The transfers were flagged by Onchain Lens, which valued the ETH at roughly $58.39 million during the monitoring window. The movement came through fresh wallets rather than a new company press release, so attribution remains based on wallet behavior and prior patterns rather than direct confirmation from BitMine.
BitMine’s most recent official treasury update put the company at 5,672,956 ETH as of June 21, equal to 4.7% of Ethereum’s 120.7 million token supply. That update also showed total crypto, cash, marketable securities and “moonshot” holdings of $10.7 billion.
If the new wallets are confirmed as BitMine-controlled, the latest movement would extend the same accumulation pattern rather than change the thesis. BitMine has been steadily buying ETH throughout 2026 under its “Alchemy of 5%” strategy, a plan built around controlling roughly 5% of Ethereum’s supply while staking a large portion of the treasury.
Staking Makes The Treasury More Than A Spot ETH Bet
BitMine’s Ethereum reserve is not sitting entirely idle. The company had 4,718,677 ETH staked as of June 21, representing more than 83% of its reported ETH stack. Chairman Tom Lee said the staked position generated a 2.73% annualized seven-day yield, with projected annualized staking revenues of $223 million at the current staking base.
That is the main difference between BitMine and a simple corporate crypto holder. Bitcoin treasury companies mostly depend on price appreciation, equity issuance, debt structure and investor demand for BTC exposure. BitMine’s Ethereum strategy adds staking yield, validator infrastructure and protocol-level exposure to the balance sheet.
The strategy also brings different risks. ETH price volatility still dominates net asset value, while staking introduces validator performance, slashing, withdrawal, liquidity and operational risk. BitMine’s preferred-stock financing adds another layer because dividend obligations must be supported by cash, treasury management and staking income while ETH trades below the company’s estimated average cost.
That pressure was already visible in the company’s latest official update and market coverage. BitMine’s 5.67 million ETH position remains deeply underwater at current prices, even as the company keeps expanding MAVAN, its Made in America VAlidator Network, as the staking engine behind the treasury.
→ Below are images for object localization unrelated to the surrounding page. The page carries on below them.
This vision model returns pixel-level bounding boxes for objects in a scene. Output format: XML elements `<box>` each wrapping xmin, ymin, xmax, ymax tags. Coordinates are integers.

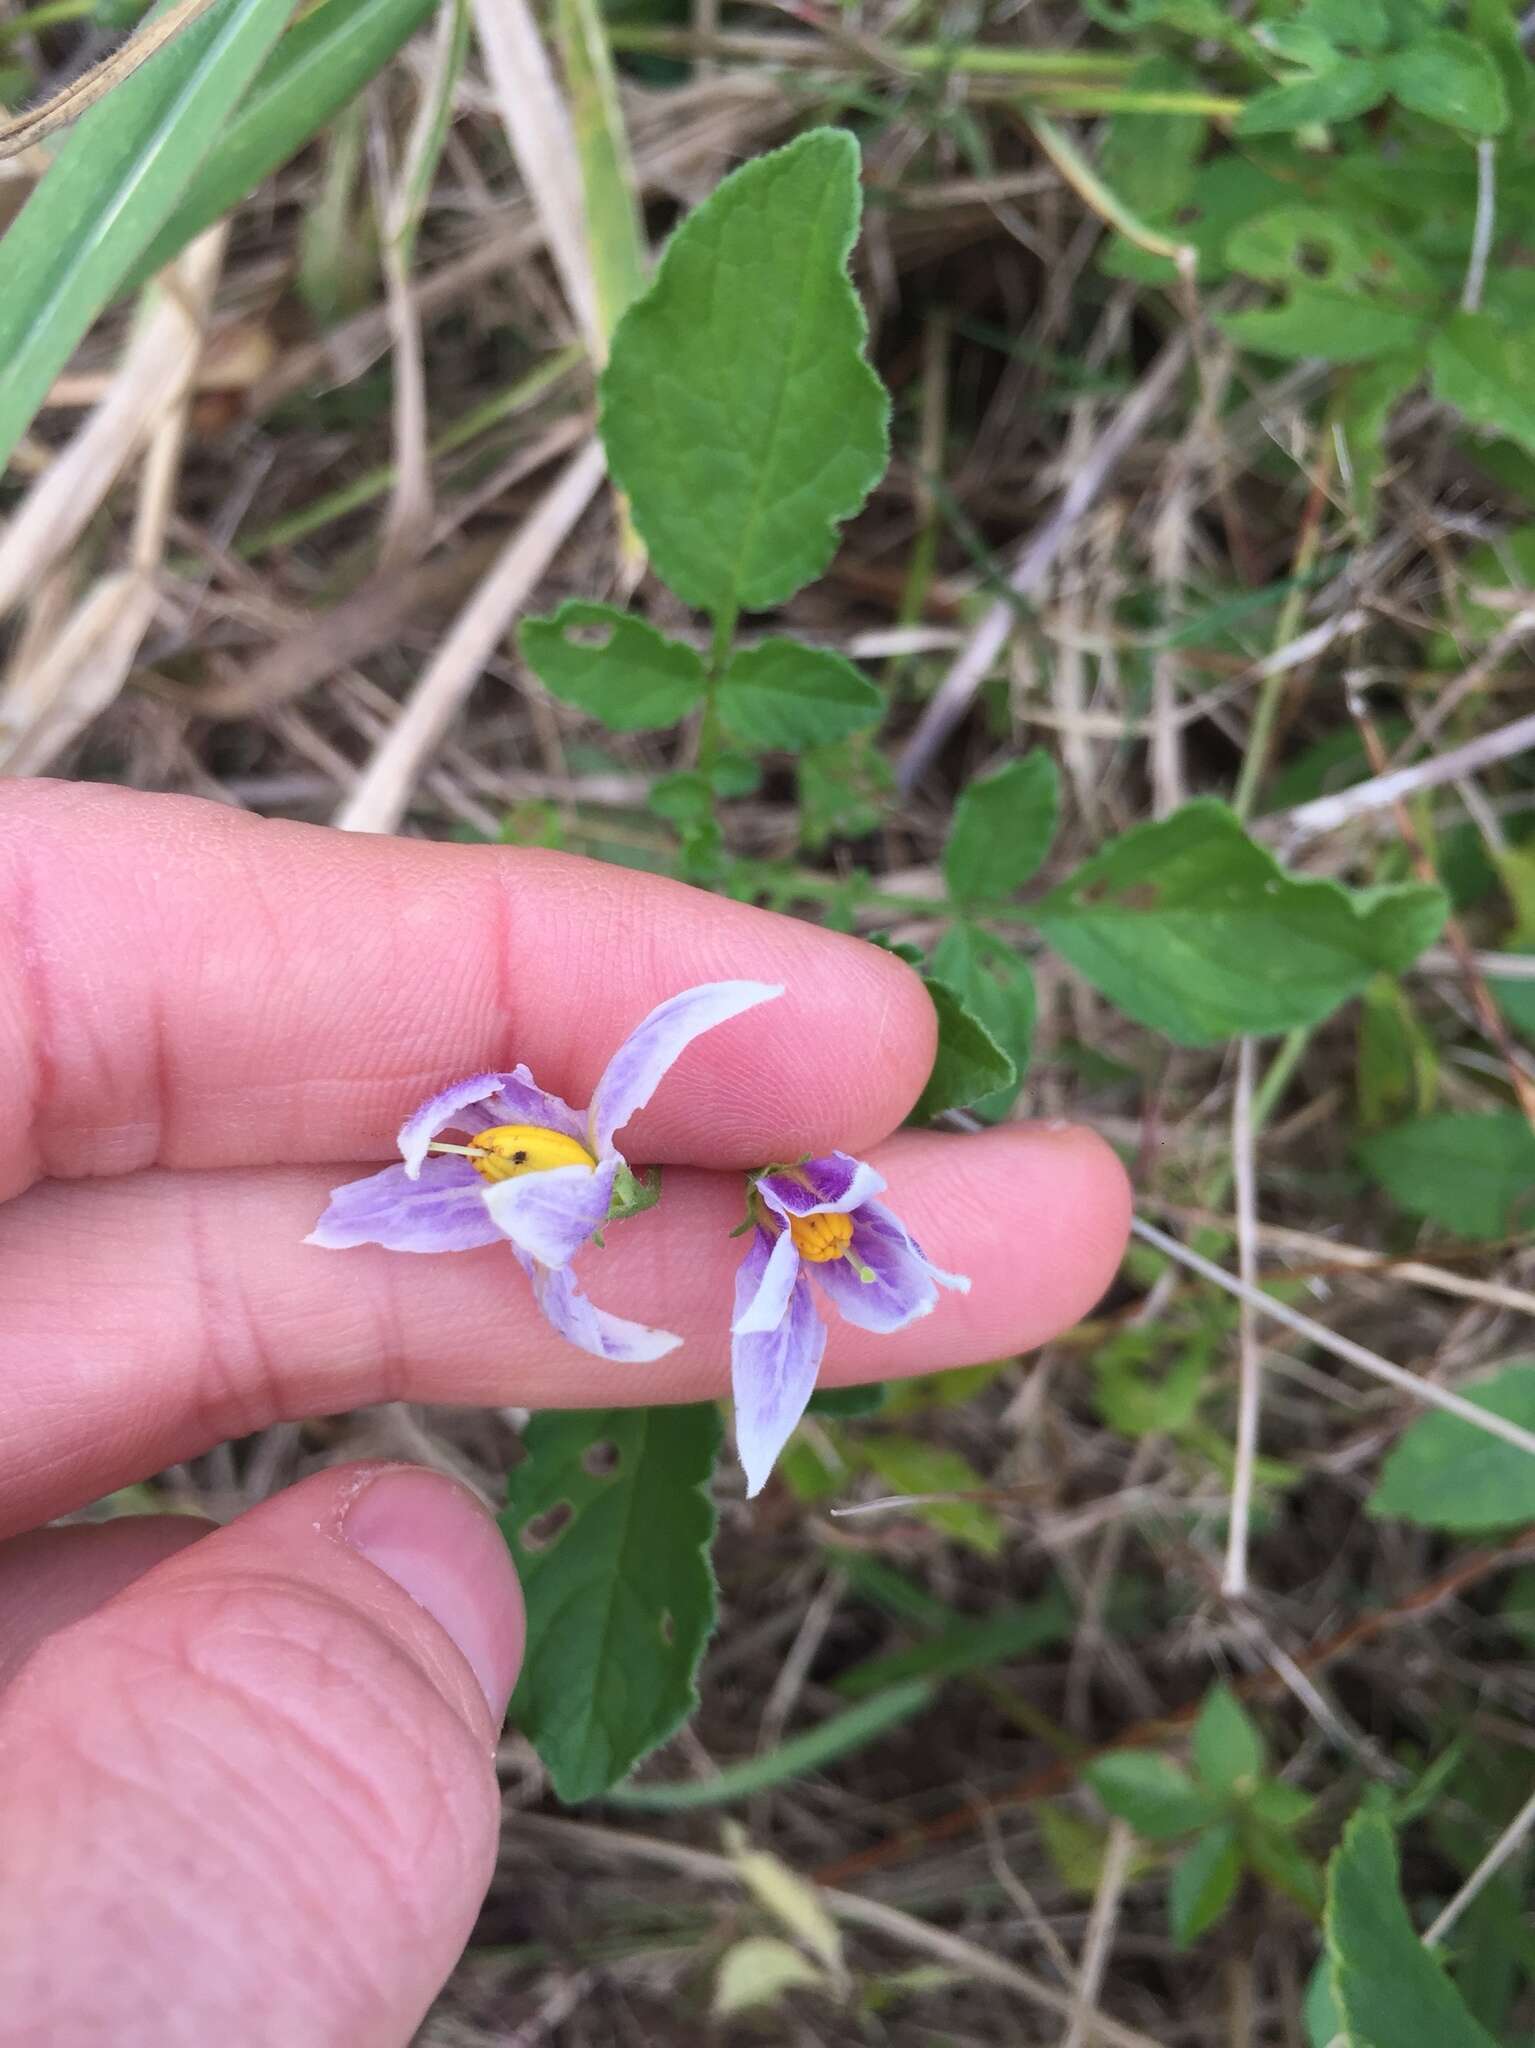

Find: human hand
<box><xmin>0</xmin><ymin>780</ymin><xmax>1130</xmax><ymax>2044</ymax></box>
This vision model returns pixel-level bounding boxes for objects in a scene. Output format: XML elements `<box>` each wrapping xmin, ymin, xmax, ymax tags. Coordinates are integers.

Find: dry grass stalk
<box><xmin>333</xmin><ymin>436</ymin><xmax>605</xmax><ymax>834</ymax></box>
<box><xmin>0</xmin><ymin>226</ymin><xmax>225</xmax><ymax>772</ymax></box>
<box><xmin>470</xmin><ymin>0</ymin><xmax>601</xmax><ymax>353</ymax></box>
<box><xmin>0</xmin><ymin>226</ymin><xmax>228</xmax><ymax>623</ymax></box>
Tom Lee’s 5% ETH Goal Keeps Driving The Trade
The latest wallet movement keeps attention on Lee’s stated goal of reaching 5% of Ethereum’s supply. BitMine said it was 94% of the way to that target in its June 22 update, after acquiring 52,203 ETH during the previous week.
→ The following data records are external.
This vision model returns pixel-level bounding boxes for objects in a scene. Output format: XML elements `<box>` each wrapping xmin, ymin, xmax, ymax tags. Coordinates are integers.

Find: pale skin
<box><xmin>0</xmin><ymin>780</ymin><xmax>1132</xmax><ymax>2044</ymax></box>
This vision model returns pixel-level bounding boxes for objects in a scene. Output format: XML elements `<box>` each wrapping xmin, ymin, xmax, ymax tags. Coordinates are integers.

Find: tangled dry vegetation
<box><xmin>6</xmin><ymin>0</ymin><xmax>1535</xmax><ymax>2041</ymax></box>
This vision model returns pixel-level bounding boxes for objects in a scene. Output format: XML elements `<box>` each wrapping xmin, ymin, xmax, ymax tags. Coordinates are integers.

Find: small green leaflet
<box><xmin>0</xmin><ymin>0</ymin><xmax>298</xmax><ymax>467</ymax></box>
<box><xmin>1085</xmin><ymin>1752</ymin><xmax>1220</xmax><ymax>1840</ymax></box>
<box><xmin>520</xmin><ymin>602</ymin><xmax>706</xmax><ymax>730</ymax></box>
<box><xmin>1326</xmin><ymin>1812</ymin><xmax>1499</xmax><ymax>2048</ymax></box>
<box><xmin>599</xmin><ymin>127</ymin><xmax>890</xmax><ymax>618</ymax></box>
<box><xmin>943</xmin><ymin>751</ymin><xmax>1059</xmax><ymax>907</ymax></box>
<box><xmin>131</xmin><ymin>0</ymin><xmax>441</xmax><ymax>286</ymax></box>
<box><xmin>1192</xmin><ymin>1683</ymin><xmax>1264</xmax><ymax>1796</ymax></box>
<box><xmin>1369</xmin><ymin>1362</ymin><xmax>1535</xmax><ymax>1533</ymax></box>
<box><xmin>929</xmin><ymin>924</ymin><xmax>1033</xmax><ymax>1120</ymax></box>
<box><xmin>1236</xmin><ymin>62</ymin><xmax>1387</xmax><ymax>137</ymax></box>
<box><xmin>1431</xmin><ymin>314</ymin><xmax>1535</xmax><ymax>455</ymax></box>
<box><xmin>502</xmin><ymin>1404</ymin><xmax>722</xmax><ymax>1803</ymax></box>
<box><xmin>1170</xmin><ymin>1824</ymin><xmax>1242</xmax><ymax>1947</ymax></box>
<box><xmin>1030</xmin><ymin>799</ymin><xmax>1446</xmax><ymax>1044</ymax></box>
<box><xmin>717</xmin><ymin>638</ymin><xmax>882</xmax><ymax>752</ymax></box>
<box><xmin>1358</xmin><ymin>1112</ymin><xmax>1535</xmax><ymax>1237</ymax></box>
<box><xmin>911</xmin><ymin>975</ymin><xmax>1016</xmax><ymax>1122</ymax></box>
That pace has made BitMine the largest corporate Ethereum treasury and one of the highest-profile public-market ETH proxies. Earlier buying waves included large Kraken-linked ETH movements and a broader treasury push that had already pushed the company closer to the 5% supply mark.
The concentration cuts both ways. A steady corporate buyer can create a powerful narrative around ETH as strategic collateral for tokenization, staking and AI-linked infrastructure. It can also concentrate a large share of circulating supply inside one publicly traded company whose stock, financing tools and treasury policy become part of the Ethereum market structure.
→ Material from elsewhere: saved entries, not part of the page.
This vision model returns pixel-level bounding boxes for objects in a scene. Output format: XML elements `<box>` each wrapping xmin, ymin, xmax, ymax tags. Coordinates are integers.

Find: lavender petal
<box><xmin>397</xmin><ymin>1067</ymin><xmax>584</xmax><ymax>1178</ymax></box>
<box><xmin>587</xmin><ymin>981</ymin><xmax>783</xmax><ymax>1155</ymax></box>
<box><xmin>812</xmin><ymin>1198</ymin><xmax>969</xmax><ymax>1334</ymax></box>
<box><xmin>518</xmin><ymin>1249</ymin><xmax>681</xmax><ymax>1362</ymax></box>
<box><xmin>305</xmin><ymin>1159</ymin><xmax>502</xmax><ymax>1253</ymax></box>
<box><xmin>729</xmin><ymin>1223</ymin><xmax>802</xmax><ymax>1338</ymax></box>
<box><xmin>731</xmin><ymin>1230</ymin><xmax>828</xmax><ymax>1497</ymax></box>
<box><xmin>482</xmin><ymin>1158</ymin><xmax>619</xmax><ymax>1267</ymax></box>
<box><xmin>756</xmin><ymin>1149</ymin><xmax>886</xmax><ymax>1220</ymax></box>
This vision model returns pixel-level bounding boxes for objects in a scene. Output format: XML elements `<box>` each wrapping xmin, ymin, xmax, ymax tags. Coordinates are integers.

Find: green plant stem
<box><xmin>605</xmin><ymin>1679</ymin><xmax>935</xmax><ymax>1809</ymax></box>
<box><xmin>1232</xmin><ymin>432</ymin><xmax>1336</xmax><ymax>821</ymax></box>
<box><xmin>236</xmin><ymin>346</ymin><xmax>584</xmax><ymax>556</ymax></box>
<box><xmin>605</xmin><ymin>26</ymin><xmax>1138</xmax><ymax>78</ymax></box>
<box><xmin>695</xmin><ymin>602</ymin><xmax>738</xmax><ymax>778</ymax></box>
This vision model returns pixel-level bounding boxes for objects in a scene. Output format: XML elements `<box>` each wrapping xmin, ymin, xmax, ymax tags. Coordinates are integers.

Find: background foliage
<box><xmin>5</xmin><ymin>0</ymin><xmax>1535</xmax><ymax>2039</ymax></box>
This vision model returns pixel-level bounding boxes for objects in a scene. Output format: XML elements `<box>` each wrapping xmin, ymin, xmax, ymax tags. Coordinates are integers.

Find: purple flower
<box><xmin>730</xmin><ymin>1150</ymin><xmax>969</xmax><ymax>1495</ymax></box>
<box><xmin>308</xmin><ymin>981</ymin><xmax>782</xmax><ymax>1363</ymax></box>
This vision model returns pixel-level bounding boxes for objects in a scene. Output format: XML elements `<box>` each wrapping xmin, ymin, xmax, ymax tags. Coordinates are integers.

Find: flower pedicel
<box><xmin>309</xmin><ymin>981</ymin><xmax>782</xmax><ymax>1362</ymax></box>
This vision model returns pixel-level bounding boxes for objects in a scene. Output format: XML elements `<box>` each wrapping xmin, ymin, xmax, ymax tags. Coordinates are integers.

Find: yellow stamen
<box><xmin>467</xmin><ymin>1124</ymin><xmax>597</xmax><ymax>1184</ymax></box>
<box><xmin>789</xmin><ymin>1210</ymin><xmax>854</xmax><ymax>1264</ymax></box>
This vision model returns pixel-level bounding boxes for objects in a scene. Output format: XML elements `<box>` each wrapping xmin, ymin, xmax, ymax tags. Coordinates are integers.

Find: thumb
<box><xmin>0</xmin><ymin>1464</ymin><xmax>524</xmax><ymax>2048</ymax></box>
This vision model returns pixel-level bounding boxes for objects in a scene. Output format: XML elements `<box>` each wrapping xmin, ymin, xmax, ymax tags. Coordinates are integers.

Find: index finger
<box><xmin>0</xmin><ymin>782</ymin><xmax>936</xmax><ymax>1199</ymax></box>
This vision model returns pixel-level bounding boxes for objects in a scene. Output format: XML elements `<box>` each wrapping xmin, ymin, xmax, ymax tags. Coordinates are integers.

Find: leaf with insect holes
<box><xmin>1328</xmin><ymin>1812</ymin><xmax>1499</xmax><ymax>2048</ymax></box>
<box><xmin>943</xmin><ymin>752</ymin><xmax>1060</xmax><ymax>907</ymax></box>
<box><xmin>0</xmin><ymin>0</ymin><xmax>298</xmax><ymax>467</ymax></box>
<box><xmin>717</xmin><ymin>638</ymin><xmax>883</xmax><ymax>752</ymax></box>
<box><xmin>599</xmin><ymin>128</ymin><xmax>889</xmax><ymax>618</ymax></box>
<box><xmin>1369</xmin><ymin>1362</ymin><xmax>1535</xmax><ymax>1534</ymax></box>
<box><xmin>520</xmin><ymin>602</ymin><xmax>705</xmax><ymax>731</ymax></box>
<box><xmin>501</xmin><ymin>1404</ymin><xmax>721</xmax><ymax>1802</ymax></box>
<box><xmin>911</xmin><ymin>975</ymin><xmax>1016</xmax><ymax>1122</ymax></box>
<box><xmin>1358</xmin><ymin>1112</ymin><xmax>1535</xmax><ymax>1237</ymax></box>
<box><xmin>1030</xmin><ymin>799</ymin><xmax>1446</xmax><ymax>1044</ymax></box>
Corporate Ethereum treasuries are already developing differently from Bitcoin treasuries. ETH reserves can be staked, restaked, deployed into validator infrastructure or used in DeFi strategies, while Bitcoin reserves are generally held as scarce collateral. That difference has made corporate Ethereum reserve strategy a more active balance-sheet story than passive coin accumulation.
BitMine’s confirmed treasury stood at 5,672,956 ETH as of June 21, with 4,718,677 ETH staked and $601 million in cash and marketable securities. The new Onchain Lens-tracked wallets moved 35,138 ETH from BitGo and Kraken after that update, leaving the next formal BitMine disclosure to confirm whether those coins are now part of the company’s reported ETH treasury.